Despite the occasional box-checking, wishy-washy comment slapping Beijing on the wrist for the worst of its abuses, the reality is that the former vice president’s support of the People’s Republic of China is deep and longstanding. In the critical fight over whether to grant most-favored-nation trade status and World Trade Organization membership to China in the 1990s — a fight in which, again, many of his party’s leaders in Congress were on the right side — Biden carefully shepherded China through the process from his powerful perch as the senior Democrat on the Senate Foreign Relations Committee. Wherever a brake might have been applied — by placing human-rights or labor conditions on most-favored-nation status, for example — Biden voted the measures down and lobbied other senators for Beijing. Unfortunately, China and Biden got their way, and American workers are still suffering from it.

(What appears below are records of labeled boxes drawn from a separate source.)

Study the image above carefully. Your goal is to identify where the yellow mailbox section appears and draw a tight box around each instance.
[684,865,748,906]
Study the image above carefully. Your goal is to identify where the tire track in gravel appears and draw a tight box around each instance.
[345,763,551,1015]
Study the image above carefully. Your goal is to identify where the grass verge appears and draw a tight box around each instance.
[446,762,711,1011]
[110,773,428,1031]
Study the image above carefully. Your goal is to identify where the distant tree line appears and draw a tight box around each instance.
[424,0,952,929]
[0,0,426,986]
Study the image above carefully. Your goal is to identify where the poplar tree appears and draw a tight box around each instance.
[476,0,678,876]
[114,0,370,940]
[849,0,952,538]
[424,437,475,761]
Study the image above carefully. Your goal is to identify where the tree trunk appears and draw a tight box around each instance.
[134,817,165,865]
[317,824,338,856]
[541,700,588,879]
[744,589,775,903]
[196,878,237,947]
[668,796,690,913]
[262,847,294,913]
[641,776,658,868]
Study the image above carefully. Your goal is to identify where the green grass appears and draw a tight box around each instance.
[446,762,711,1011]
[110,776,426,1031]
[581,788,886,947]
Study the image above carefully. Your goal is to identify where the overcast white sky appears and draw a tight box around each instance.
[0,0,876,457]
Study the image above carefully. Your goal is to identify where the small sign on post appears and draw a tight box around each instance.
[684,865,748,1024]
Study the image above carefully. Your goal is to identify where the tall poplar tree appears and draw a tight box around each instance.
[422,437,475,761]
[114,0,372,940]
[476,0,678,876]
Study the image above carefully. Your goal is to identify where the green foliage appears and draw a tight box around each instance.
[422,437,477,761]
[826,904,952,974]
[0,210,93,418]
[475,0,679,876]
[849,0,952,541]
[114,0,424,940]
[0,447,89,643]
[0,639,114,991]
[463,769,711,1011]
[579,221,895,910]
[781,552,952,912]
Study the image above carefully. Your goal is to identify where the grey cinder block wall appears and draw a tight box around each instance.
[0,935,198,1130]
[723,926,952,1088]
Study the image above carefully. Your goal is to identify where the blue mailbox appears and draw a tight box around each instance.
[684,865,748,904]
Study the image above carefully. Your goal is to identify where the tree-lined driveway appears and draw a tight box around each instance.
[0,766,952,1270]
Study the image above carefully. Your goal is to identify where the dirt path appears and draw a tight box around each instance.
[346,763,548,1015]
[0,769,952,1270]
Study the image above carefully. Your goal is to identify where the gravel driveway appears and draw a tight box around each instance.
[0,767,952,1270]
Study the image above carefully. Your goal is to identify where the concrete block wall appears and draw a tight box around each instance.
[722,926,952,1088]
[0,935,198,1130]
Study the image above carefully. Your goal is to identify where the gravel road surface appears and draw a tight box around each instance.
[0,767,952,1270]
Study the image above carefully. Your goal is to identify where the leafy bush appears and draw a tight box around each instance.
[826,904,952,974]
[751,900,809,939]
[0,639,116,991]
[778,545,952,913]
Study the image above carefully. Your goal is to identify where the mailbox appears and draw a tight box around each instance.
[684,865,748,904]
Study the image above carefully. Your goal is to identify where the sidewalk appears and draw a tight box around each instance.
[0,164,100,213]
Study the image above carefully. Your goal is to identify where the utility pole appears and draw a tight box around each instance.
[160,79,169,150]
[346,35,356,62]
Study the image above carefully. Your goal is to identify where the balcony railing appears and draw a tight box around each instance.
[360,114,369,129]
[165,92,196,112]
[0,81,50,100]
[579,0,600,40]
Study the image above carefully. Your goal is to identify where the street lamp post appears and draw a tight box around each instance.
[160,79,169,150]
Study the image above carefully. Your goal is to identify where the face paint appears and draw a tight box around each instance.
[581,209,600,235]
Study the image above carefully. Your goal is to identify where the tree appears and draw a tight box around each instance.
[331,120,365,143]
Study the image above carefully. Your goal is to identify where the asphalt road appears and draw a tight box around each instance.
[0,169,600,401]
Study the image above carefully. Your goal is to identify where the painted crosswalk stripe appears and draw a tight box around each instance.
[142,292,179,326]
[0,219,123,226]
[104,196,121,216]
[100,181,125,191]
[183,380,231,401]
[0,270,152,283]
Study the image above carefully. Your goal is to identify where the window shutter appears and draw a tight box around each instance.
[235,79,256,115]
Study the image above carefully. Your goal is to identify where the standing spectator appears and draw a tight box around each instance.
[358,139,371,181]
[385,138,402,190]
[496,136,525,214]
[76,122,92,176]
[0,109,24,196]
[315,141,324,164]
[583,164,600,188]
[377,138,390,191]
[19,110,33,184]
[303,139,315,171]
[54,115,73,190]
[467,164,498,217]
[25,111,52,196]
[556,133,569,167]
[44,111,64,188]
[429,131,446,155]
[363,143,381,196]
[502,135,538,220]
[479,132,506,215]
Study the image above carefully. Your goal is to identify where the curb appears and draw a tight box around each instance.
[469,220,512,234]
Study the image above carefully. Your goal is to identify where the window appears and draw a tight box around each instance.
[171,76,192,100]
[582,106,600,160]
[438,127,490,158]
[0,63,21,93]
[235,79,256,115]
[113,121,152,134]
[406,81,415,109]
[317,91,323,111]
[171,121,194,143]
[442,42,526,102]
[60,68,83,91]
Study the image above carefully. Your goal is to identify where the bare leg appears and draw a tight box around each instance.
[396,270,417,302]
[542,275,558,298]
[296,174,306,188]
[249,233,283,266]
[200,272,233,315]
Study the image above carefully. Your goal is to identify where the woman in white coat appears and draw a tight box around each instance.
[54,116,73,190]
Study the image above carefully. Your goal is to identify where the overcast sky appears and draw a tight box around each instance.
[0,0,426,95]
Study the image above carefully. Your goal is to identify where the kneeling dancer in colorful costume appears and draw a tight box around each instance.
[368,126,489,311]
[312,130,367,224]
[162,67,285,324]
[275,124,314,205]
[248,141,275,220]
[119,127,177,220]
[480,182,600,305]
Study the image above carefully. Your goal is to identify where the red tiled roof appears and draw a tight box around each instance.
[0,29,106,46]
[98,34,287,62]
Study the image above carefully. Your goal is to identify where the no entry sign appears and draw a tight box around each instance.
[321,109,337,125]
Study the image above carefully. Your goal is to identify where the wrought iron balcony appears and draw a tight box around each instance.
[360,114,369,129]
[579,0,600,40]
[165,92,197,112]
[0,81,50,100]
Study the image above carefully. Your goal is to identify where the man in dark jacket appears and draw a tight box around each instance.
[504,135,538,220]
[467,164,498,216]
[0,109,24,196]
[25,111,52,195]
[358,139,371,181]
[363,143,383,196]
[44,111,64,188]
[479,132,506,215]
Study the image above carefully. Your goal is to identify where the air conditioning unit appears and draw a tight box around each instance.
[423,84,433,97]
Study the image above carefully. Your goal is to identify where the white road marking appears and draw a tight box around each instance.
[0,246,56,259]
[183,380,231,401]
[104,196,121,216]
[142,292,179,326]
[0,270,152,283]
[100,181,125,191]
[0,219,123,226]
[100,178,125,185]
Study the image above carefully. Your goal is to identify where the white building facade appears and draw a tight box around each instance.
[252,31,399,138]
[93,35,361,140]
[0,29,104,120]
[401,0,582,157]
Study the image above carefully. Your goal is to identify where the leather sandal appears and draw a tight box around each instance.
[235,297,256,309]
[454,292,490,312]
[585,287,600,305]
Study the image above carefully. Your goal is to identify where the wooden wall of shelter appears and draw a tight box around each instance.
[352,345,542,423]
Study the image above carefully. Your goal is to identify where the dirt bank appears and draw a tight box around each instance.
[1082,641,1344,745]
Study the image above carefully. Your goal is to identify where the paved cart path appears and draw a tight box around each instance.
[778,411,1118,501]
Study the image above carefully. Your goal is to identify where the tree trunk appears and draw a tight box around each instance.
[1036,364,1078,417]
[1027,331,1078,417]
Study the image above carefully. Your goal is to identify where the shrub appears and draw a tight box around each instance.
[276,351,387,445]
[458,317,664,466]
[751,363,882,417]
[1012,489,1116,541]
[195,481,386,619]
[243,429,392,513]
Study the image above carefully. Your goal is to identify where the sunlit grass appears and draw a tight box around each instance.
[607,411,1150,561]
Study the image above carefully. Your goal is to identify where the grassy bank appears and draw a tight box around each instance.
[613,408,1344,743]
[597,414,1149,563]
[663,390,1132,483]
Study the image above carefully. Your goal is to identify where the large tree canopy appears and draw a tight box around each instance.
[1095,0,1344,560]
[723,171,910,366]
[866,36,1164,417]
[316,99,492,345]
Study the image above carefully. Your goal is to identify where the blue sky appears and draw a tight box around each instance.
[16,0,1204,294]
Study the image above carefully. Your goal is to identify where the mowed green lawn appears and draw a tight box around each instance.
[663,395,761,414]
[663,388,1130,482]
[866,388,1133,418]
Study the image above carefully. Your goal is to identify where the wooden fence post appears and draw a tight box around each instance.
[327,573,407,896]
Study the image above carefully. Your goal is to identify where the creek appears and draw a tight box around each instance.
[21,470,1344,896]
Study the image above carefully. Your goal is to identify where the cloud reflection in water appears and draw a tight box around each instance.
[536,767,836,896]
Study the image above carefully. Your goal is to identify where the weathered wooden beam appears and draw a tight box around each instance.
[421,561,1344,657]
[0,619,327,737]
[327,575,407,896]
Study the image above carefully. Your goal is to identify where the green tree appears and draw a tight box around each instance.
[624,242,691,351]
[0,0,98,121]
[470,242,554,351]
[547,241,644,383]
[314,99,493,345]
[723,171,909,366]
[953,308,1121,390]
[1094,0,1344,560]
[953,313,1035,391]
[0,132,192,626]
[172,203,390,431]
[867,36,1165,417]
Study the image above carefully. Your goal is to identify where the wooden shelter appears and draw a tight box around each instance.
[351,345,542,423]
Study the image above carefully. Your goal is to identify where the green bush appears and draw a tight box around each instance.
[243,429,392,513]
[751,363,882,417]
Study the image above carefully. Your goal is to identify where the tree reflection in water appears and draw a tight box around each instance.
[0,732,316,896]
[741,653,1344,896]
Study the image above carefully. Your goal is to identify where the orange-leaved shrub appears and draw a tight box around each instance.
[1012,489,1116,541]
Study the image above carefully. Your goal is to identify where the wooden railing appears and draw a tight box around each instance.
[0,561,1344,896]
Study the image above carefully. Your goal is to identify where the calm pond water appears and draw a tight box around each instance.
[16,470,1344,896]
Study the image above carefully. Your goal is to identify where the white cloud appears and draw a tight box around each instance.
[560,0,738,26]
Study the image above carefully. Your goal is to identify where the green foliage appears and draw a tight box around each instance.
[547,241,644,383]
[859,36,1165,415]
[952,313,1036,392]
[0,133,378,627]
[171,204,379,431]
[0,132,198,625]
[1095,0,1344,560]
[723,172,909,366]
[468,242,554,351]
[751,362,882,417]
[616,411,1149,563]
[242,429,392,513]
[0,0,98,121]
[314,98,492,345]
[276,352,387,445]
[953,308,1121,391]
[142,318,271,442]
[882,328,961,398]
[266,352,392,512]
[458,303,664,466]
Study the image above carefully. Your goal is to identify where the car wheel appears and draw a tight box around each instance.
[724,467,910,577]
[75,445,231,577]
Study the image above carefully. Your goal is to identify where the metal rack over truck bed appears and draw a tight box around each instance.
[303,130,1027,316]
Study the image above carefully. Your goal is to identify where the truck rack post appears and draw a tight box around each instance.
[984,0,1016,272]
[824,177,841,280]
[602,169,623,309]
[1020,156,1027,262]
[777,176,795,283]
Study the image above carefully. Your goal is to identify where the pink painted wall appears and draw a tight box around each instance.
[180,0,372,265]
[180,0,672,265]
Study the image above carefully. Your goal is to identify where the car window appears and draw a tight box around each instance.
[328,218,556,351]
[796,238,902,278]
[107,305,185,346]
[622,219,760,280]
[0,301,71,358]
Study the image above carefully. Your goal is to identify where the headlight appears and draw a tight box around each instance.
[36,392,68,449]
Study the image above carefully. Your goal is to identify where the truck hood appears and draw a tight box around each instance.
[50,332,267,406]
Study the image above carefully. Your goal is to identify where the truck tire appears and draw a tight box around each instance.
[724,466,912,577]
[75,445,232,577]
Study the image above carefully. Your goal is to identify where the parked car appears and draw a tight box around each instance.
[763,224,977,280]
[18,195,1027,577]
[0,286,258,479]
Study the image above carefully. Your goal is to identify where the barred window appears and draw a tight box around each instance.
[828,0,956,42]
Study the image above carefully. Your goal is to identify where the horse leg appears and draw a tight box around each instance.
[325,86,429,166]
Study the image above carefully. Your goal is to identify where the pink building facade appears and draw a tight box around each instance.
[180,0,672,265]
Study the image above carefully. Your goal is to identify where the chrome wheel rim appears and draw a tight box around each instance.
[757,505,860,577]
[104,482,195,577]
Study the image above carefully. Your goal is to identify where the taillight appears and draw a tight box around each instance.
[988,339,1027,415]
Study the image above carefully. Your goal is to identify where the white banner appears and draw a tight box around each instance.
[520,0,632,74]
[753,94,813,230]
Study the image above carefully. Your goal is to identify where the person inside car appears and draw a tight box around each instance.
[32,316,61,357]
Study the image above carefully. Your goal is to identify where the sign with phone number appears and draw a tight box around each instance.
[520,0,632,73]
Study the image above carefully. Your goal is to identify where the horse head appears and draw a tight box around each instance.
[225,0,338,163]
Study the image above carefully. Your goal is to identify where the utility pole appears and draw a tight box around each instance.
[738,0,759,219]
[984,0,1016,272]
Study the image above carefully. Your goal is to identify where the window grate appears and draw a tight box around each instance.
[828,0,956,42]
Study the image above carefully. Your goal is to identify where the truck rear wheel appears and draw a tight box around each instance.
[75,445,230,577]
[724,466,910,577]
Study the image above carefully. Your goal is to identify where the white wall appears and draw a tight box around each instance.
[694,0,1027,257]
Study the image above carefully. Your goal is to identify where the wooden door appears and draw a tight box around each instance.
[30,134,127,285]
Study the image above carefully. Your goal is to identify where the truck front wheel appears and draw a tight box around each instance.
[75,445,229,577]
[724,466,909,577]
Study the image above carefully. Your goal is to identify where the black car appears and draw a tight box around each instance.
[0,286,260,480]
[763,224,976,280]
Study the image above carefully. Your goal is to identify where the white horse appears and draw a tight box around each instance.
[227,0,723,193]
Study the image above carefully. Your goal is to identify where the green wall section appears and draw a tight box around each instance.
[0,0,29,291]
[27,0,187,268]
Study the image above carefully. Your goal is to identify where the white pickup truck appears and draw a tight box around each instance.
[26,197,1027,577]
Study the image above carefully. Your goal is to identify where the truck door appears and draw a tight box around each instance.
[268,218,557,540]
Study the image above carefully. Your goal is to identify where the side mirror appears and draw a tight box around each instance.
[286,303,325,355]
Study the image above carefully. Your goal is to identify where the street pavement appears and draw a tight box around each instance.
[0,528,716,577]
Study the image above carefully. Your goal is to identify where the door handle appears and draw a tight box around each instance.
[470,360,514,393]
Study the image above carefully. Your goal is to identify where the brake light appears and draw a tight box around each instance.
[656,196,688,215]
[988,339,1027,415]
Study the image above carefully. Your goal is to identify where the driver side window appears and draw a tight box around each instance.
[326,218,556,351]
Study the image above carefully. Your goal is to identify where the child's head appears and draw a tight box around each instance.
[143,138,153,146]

It should have been a warning on more fronts than one when President Obama recruited Biden to his ticket to buttress his credibility on foreign policy; unsurprisingly, there was no about-face on Beijing. As the Chinese Communist Party gained strength and Xi Jinping seized absolute power, Biden continued to push for closer ties and even more trade. As for American workers? In February 2012, in friendly remarks with Xi standing next to him, Biden praised Beijing as a “new partner” that would help to meet “global challenges,” and said Americans “welcome this competition. . . . It pushes our companies to develop better products and services and our government to craft better policies.” Millions of American jobs were disappearing as he spoke, and the militarization of the South China Sea was just around the corner.
While warmer ties with China were devastating American workers and threatening our national security, they have been very good for the Biden family.